Uptime Kuma Monitoring

Issue #502 starts the self-hosted observability stack with an external view of PopChoice production reachability. This page is intentionally limited to Uptime Kuma uptime and cheap synthetic checks. Logs, metrics, traces, and dashboards are tracked in separate observability issues.

Stack

Run Uptime Kuma outside the PopChoice application Compose stack so app deploys, database migrations, and worker restarts cannot take the monitor down with the service it is watching.

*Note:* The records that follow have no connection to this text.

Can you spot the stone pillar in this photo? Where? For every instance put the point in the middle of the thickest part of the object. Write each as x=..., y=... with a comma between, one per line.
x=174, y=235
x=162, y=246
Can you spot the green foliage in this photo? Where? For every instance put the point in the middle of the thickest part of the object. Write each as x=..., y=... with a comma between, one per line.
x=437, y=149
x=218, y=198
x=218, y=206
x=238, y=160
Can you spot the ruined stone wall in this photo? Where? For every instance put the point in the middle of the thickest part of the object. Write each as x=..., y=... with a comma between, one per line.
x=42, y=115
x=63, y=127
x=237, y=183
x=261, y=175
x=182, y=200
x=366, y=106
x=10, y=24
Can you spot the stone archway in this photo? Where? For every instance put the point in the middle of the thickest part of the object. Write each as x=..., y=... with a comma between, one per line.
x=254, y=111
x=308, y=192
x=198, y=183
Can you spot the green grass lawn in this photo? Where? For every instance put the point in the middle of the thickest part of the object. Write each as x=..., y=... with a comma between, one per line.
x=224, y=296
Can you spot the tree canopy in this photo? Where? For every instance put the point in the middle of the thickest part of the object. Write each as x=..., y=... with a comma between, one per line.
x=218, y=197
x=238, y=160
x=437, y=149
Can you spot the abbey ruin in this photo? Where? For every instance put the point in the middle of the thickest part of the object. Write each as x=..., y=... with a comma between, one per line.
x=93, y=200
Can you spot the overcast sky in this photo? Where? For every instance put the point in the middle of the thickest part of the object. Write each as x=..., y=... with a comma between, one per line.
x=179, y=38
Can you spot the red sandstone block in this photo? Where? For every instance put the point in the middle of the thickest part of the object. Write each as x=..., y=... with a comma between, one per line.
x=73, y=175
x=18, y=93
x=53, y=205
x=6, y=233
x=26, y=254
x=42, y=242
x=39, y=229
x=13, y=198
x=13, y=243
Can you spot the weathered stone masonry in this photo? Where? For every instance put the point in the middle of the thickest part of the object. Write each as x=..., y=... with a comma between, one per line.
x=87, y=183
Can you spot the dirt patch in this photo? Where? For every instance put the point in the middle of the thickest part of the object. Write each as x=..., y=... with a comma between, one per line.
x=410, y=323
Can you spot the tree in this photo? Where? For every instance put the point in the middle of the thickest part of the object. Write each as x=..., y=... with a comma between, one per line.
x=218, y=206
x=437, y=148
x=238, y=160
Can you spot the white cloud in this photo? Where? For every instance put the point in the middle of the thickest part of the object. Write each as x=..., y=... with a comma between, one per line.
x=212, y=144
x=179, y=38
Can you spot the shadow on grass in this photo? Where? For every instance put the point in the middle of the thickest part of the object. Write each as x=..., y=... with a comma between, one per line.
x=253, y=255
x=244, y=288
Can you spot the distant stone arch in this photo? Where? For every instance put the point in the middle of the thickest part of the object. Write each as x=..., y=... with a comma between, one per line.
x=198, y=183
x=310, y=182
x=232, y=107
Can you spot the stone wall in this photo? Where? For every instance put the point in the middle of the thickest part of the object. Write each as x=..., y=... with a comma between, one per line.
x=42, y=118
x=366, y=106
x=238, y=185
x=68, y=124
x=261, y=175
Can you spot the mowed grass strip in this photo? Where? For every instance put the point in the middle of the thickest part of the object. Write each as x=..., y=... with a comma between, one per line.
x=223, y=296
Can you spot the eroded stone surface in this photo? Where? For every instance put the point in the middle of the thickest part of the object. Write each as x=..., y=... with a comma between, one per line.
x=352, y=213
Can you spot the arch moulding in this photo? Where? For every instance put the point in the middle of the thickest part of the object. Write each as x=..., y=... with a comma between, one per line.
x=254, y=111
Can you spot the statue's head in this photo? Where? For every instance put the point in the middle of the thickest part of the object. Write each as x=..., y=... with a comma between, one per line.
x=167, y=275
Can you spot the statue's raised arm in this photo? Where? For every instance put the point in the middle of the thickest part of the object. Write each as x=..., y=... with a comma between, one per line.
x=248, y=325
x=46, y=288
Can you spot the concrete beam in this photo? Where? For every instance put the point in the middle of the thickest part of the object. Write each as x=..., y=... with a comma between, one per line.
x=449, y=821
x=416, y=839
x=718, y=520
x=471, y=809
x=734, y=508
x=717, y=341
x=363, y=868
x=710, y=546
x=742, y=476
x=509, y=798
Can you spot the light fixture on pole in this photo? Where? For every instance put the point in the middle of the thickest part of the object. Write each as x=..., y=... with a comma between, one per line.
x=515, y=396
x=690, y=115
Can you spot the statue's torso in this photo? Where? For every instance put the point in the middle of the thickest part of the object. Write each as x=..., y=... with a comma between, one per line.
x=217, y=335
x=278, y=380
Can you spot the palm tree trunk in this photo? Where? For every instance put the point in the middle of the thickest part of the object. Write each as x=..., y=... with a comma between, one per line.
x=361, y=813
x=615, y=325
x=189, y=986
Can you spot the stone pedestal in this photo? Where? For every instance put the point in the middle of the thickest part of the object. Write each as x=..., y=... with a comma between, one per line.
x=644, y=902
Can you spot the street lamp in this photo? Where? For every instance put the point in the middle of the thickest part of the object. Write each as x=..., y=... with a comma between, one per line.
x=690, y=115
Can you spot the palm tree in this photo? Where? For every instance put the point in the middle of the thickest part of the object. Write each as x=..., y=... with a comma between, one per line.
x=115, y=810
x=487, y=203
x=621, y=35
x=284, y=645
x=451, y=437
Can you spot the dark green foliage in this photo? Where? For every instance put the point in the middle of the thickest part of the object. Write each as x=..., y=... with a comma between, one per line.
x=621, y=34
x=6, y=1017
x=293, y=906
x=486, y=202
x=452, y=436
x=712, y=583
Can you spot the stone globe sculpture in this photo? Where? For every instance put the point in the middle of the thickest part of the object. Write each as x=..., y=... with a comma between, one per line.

docker compose -f docker-compose.observability.yml up -d

The local Compose file exposes Kuma on http://127.0.0.1:3002 and stores all monitor state in the named uptime-kuma-data volume. On a VPS, put this service behind Coolify, Caddy, nginx, or a private network such as Tailscale. Do not publish the Kuma UI directly without authentication and TLS.

Recommended VPS shape:

One small Uptime Kuma service from docker-compose.observability.yml.
A persistent volume mounted at /app/data.
A private or protected public URL such as https://uptime.example.com.
Backups enabled for the Kuma volume before monitors become the source of truth.

Production Monitors

Create these monitors manually in Kuma. Keep names stable so alert history stays readable.

Name	Type	Target	Interval	Success criteria	Purpose
`popchoice-prod-health`	HTTP(s)	`https://pop-choice.shchilkin.dev/api/health`	60s	HTTP `200`	Catches app, PostgreSQL, or Redis outages because `/api/health` fails closed when required dependencies are unavailable.
`popchoice-prod-build`	HTTP(s) Keyword	`https://pop-choice.shchilkin.dev/api/build`	5m	HTTP `200` and keyword `version`	Confirms the deployed app is serving build metadata for release/debug visibility.
`popchoice-prod-homepage`	HTTP(s) Keyword	`https://pop-choice.shchilkin.dev/`	5m	HTTP `200` and keyword `PopChoice`	Cheap browserless smoke check for the public app shell.
`popchoice-prod-catalog-page`	HTTP(s)	`https://pop-choice.shchilkin.dev/available-movies`	10m	HTTP `200`	Cheap smoke check for a catalog-backed page without invoking recommendations or external AI providers.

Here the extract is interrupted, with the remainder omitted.